I have written to Sir David Calvert-Smith, chairman of the Parole Board for England and Wales, advising him that it is our intention to withdraw the Secretary of State’s directions to the Parole Board in respect of the release of determinate sentence, indeterminate sentence and recalled prisoners. The directions in respect of Parole Board recommendations on the transfer of indeterminate sentence prisoners to open conditions will remain in force.
The Parole Board has the important responsibility of determining whether some of the most dangerous prisoners in the criminal justice system can be safely released back into the community. We have recently enacted legislation in the form of the Legal Aid, Sentencing and Punishment of Offenders (LASPO) Act 2012 which contains a clear and consistent statutory release test that the board must apply in making those decisions—that is, the board must not direct a prisoner’s release unless their detention is no longer necessary for the protection of the public. The LASPO Act applies this “public protection” test to all cases which come before the board and also provides a power for the Secretary of State to amend the test by order. In view of this, I consider that it is no longer necessary or appropriate for the directions to remain in place.
In its original incarnation, the board was an advisory body which made recommendations to the Secretary of State who was responsible for the final decisions on release. It was in this context that the power for the Secretary of State to issue directions to the board was established. Since then, however, the board has evolved into an independent decision-making body. I believe that it is more appropriate, therefore, for the board to set its own guidance in relation to the application of the statutory release test that Parliament has put in place.

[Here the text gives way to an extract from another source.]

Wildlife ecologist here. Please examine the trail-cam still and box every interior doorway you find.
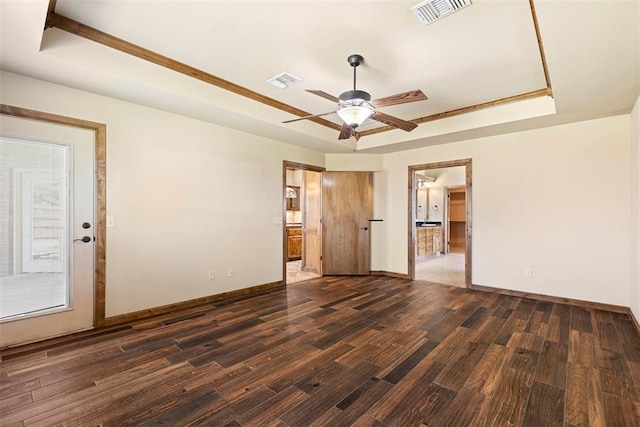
[283,162,324,284]
[282,164,374,283]
[408,159,472,288]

We are, therefore, withdrawing the existing directions in favour of the Parole Board applying its own guidance. The board issued guidance for its members in November 2012 which sets out how the statutory release test in the LASPO Act is to be applied. In addition, the board has produced guidance which lists the factors to be taken into account by panels when considering whether to release different categories of prisoner. This list largely reflects the same factors set out in the Secretary of State’s directions, so in practical terms the withdrawal of the directions will not materially change how the board approaches its release decisions. I should like to emphasise that the protection of the public will remain at the heart of every release decision made by the board.
Copies of the Parole Board’s guidance have been placed in the Libraries of both Houses.